To control fear in others:
- Be a positive example. Maintain a calm presence and keep control, even if you feel out of control; inspire courage, hope, and the willingness to keep trying.
- Maintain discipline. Work toward finding and maintaining order and harmony within the group in a gentle, yet firm manner. Search out people’s strengths and assign them focused tasks to assist the group. Giving people things to do lessens the feelings of helplessness, and takes their mind away from the current situation, while giving them a sense of control regarding their destiny.
- Exercise positive leadership. Be firm, determined, confident, compassionate, decisive, honest, and humorous.
- Stay alert for early signs of fear in others, and, when recognized, deal with them immediately. Knowing how the people in your group react to and deal with stress is priceless. Be intuitive to the needs of others and offer whatever support you can. Remember that one rotten apple can spoil the bunch.
- Cultivate teamwork and mutual support early on.

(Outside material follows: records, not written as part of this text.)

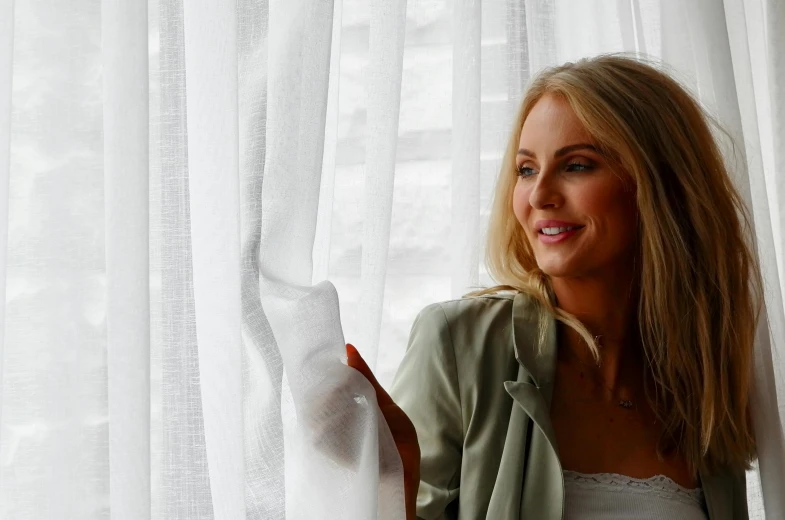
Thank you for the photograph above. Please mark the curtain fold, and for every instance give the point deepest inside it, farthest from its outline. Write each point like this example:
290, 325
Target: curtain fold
126, 210
210, 30
201, 202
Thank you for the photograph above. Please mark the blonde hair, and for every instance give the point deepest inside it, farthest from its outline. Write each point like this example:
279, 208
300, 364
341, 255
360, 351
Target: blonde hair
701, 290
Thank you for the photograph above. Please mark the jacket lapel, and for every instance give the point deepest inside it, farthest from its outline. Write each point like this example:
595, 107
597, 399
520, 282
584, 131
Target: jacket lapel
542, 495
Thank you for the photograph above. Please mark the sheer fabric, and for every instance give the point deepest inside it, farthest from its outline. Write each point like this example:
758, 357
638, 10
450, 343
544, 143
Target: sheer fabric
186, 189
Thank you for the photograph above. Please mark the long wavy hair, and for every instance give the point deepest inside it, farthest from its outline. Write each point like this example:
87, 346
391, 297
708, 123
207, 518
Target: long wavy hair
701, 289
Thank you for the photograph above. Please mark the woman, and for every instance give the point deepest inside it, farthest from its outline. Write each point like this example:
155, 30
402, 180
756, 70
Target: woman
609, 375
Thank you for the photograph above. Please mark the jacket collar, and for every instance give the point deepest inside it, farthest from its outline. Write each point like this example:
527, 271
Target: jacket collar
539, 363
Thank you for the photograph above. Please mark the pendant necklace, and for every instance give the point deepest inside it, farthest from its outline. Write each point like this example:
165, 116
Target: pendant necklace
623, 403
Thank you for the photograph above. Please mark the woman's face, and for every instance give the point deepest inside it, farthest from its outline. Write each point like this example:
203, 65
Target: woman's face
564, 182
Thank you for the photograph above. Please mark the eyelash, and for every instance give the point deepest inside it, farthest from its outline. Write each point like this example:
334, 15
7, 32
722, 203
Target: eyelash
583, 168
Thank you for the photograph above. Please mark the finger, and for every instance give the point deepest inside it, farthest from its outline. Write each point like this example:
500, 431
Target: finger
358, 363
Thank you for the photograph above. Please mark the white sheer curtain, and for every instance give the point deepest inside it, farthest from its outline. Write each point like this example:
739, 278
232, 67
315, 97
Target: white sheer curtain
186, 188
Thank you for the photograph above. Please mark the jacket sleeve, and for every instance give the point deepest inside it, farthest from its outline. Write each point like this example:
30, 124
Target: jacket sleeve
426, 388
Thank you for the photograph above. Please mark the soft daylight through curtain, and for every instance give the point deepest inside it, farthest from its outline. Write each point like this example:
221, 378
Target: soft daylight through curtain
201, 202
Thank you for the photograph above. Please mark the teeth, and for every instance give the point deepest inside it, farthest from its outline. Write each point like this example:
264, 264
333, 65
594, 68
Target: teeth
556, 231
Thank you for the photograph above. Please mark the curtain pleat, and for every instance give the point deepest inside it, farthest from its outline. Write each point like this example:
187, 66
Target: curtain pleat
6, 87
384, 72
185, 480
127, 234
465, 145
210, 30
55, 443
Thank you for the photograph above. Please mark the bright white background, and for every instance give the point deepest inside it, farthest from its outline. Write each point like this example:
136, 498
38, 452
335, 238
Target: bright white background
179, 179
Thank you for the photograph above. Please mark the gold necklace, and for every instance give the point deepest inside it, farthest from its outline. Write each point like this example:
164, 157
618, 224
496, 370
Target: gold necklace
624, 403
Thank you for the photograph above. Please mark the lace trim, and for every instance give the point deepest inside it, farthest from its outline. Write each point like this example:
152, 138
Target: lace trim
658, 485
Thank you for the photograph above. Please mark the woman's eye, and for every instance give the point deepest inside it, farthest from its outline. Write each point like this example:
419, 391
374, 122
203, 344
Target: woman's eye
525, 172
578, 167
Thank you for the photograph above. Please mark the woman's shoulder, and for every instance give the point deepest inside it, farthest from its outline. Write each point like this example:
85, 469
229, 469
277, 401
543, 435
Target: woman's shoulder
469, 308
477, 329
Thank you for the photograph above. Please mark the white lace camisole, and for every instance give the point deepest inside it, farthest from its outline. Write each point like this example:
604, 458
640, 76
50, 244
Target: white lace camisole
609, 496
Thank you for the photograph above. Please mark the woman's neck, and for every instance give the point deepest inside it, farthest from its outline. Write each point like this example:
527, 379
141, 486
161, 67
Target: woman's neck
608, 309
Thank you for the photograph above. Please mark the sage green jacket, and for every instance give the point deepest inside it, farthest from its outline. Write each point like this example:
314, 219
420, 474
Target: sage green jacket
479, 399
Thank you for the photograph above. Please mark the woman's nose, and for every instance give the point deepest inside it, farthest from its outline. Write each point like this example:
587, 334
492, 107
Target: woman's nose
545, 193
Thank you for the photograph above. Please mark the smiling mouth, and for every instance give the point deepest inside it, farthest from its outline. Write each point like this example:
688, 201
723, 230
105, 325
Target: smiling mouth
554, 231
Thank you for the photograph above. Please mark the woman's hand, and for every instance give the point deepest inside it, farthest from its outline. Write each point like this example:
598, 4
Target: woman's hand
401, 428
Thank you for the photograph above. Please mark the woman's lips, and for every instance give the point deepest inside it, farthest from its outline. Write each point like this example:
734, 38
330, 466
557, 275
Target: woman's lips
560, 237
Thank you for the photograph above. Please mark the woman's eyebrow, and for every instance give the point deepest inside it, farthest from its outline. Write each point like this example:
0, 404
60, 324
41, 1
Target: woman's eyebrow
562, 151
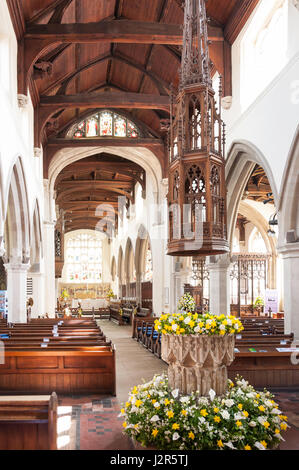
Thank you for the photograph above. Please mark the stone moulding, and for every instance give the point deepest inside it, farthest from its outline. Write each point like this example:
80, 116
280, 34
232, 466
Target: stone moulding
198, 363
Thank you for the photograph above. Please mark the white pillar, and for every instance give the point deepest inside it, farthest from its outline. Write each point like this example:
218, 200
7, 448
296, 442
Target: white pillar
17, 290
290, 256
38, 307
219, 295
49, 257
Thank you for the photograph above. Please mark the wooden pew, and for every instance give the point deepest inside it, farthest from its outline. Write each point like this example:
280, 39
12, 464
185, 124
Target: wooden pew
266, 369
66, 370
79, 360
115, 316
28, 423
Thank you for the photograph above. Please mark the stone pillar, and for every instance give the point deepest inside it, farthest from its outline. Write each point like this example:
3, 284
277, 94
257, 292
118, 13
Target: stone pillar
49, 256
17, 290
290, 257
219, 295
138, 288
38, 308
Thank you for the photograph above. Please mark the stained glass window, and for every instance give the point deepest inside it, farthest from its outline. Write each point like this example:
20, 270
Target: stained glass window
84, 258
148, 274
120, 126
105, 124
92, 127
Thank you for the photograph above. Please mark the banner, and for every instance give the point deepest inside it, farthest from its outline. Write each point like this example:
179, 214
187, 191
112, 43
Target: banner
271, 301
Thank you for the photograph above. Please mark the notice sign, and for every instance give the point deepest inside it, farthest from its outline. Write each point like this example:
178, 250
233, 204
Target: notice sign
271, 301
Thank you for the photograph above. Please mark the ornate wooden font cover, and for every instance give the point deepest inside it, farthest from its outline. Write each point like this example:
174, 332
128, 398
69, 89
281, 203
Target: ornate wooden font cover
197, 192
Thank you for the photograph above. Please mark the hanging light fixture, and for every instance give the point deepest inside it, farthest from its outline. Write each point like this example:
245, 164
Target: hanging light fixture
197, 192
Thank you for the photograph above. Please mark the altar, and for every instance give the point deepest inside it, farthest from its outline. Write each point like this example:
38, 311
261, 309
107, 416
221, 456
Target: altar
88, 304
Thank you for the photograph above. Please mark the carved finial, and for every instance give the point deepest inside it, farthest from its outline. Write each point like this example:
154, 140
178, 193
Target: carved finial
22, 101
37, 151
195, 58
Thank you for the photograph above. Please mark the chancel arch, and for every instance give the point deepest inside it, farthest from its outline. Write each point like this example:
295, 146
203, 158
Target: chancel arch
288, 216
17, 243
130, 270
144, 268
120, 273
241, 161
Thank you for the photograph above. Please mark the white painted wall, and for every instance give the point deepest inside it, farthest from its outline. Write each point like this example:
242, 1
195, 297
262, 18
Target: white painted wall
16, 131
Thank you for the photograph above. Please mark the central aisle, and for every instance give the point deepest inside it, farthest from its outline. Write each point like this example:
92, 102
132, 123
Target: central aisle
133, 361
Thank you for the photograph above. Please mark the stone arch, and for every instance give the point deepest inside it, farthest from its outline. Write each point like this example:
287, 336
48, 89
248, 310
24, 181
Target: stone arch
2, 205
142, 241
288, 208
17, 219
113, 269
242, 158
140, 155
120, 263
261, 223
36, 248
129, 261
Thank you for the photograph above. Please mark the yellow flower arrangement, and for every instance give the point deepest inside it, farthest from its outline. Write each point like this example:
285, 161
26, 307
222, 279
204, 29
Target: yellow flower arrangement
188, 323
155, 415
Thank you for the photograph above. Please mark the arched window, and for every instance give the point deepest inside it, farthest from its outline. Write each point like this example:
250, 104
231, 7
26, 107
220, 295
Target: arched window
148, 269
263, 49
256, 243
83, 258
105, 124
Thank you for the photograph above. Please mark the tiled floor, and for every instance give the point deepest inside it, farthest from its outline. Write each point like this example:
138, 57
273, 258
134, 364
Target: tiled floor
92, 422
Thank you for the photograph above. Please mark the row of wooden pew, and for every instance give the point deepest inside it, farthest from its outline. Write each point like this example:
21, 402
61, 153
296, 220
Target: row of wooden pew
45, 357
28, 422
264, 355
123, 312
144, 332
67, 356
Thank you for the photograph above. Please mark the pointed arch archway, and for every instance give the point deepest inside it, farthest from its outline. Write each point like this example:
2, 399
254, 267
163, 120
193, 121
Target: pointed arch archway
17, 242
241, 160
120, 271
288, 246
144, 273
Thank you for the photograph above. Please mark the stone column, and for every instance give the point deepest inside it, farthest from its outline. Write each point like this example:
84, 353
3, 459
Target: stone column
49, 256
219, 294
138, 288
290, 257
17, 290
38, 308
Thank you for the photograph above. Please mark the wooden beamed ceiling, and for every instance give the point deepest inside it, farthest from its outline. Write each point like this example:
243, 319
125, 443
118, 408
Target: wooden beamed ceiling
77, 56
87, 190
258, 187
69, 48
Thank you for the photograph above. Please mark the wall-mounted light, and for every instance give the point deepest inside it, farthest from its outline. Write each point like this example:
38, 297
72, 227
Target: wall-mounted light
273, 220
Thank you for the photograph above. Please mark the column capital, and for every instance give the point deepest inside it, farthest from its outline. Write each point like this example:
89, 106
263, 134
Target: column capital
37, 151
16, 265
226, 102
219, 262
296, 4
22, 101
289, 250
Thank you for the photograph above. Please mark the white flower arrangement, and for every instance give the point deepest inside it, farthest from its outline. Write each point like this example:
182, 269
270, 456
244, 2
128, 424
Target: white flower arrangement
197, 324
247, 421
187, 303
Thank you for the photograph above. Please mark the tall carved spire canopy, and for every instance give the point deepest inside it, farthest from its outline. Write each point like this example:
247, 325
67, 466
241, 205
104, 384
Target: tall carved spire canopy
197, 192
195, 67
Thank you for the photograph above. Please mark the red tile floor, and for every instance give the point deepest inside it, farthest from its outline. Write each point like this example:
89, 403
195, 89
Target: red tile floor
92, 422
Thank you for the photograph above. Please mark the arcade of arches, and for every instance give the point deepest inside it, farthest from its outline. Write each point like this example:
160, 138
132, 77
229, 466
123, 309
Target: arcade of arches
84, 158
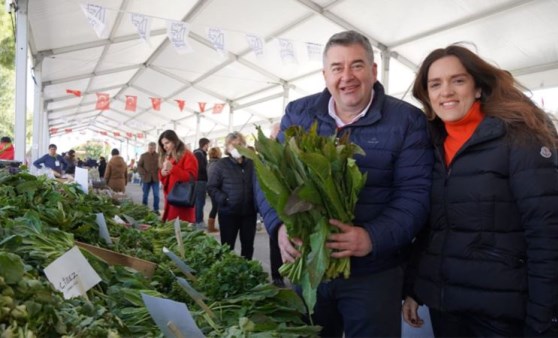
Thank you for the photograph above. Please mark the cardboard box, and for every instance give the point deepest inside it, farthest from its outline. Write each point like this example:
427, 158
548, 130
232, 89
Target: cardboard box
144, 267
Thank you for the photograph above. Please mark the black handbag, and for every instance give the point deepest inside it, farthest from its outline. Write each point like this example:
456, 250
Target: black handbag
183, 194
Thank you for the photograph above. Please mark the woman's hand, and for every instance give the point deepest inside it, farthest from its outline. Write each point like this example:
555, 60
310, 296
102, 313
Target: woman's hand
410, 313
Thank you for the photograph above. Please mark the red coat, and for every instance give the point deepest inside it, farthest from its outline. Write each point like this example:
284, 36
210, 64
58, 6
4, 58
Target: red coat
188, 165
6, 151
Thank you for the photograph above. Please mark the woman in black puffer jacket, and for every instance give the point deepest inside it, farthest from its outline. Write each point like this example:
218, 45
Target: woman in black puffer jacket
487, 264
230, 185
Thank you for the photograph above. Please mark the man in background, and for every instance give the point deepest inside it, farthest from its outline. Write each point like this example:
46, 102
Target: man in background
148, 166
201, 184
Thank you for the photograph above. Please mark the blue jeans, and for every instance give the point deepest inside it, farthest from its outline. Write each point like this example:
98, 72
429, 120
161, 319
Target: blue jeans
363, 306
201, 190
155, 187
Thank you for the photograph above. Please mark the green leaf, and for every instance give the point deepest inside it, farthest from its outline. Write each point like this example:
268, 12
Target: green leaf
11, 267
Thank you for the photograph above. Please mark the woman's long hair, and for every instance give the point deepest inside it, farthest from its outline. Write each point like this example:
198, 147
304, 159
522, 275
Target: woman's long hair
179, 147
501, 95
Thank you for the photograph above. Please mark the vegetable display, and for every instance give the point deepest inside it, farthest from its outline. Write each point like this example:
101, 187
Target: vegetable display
308, 180
40, 219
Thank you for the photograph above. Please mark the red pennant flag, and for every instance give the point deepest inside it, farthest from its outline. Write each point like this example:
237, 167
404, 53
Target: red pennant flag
131, 103
181, 104
218, 108
156, 103
202, 106
103, 101
74, 92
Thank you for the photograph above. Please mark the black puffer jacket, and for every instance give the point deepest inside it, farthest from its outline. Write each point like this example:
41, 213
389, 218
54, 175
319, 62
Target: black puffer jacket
492, 246
230, 184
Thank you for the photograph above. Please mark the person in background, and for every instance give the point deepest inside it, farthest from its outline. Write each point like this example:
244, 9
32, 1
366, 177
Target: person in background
116, 172
201, 184
275, 260
102, 166
230, 185
392, 206
176, 164
148, 169
214, 156
51, 160
487, 264
71, 162
6, 149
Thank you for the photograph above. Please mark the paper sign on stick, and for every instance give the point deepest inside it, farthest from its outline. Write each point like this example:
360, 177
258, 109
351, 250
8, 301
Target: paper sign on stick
103, 229
165, 312
178, 234
72, 274
82, 178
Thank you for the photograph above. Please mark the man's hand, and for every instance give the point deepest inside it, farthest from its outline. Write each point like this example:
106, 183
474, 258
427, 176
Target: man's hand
410, 313
352, 241
288, 252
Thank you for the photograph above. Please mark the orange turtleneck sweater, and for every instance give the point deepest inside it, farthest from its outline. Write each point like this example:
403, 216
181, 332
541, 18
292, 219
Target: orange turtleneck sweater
460, 131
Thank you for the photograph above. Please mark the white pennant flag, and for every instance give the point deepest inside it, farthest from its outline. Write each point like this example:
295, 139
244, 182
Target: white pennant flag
217, 38
142, 24
287, 51
256, 43
97, 18
177, 32
314, 51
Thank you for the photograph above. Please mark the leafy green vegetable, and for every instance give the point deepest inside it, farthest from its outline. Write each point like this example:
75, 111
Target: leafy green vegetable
308, 180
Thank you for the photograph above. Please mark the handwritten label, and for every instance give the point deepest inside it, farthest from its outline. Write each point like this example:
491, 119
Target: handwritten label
172, 316
82, 178
72, 274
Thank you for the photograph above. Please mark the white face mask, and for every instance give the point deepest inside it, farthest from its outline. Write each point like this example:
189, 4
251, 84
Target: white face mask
235, 154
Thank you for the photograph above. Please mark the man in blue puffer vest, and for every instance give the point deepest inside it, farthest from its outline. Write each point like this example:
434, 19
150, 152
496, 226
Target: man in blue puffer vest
392, 206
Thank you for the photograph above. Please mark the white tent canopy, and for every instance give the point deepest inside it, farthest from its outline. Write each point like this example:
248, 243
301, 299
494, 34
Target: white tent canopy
519, 36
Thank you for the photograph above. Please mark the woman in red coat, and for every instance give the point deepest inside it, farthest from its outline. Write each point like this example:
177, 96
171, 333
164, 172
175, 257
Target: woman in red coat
176, 164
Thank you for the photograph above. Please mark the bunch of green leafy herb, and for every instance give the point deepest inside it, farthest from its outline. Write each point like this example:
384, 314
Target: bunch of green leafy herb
308, 180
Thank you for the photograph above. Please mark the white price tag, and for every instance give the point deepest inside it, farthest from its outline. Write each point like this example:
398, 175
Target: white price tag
103, 229
82, 178
72, 274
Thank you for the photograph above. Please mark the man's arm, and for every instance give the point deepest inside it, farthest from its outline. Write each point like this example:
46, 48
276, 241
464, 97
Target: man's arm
408, 209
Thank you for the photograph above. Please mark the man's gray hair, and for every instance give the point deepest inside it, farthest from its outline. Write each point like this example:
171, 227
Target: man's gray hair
348, 38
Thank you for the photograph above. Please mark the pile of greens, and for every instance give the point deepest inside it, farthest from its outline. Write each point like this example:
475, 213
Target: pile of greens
40, 219
308, 180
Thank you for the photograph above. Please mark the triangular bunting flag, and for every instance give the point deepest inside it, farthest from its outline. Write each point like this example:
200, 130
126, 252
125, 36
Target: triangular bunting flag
103, 102
202, 106
218, 108
217, 38
131, 103
177, 31
181, 104
97, 17
142, 24
156, 103
74, 92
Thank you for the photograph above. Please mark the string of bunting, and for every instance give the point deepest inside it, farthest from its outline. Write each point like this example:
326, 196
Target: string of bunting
177, 33
131, 102
128, 135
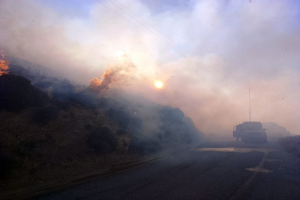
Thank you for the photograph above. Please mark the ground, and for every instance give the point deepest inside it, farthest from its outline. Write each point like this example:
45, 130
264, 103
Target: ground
216, 170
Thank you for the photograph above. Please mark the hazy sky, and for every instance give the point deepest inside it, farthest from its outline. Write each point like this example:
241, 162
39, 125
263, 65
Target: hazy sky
207, 53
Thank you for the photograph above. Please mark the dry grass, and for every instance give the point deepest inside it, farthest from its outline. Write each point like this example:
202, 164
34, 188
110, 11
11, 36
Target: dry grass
55, 151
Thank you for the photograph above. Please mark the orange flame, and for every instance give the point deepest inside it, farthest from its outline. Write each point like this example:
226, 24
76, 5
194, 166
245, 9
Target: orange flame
3, 64
107, 78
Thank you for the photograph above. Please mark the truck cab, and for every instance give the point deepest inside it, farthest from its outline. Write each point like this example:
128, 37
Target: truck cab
250, 132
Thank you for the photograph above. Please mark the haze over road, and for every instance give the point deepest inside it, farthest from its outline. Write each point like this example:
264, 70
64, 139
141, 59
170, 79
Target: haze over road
260, 172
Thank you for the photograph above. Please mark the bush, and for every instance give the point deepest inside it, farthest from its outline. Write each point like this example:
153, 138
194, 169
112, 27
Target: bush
121, 131
17, 93
101, 140
123, 119
27, 148
7, 166
43, 115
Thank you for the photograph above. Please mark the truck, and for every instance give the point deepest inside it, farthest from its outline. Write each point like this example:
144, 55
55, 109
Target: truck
250, 132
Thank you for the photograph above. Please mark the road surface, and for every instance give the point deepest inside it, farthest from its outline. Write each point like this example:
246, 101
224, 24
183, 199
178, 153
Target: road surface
203, 173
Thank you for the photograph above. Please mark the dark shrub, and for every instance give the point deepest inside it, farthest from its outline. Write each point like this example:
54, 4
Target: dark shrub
144, 146
27, 148
17, 93
7, 166
101, 140
121, 131
44, 114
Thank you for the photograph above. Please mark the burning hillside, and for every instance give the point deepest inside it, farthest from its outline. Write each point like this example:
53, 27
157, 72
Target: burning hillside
77, 130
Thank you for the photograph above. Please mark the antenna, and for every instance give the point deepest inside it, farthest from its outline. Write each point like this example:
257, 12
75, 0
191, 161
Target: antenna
249, 107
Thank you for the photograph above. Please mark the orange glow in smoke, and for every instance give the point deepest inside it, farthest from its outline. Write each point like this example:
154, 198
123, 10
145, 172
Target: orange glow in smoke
158, 84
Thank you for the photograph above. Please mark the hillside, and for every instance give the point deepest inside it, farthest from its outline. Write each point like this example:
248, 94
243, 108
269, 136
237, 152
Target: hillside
52, 130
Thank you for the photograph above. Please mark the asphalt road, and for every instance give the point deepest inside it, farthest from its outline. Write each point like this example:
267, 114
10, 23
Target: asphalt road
207, 173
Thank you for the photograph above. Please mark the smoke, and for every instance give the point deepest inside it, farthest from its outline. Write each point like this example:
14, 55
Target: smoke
115, 74
207, 53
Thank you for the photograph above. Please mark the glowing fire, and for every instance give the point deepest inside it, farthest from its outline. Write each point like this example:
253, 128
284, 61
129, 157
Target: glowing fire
3, 64
106, 79
159, 84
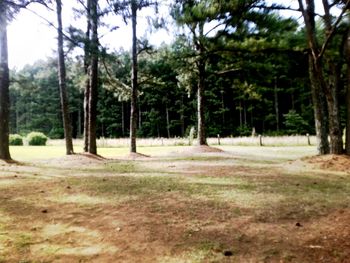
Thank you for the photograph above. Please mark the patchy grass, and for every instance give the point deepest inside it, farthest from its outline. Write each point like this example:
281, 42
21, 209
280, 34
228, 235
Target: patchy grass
243, 205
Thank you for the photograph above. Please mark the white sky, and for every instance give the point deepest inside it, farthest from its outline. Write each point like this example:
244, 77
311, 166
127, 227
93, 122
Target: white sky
31, 39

Perhaps no other experience on Earth will require such a tightly knit and supportive group for success than the survival situation. The group that initiates and maintains a positive mental and emotional outlook, putting all of its efforts and concerns into the welfare of the entire group, is an extremely powerful force for not just staying alive, which might be worst-case, but also simply staying cool when fear hits, and coming out on top in any situation you are faced with.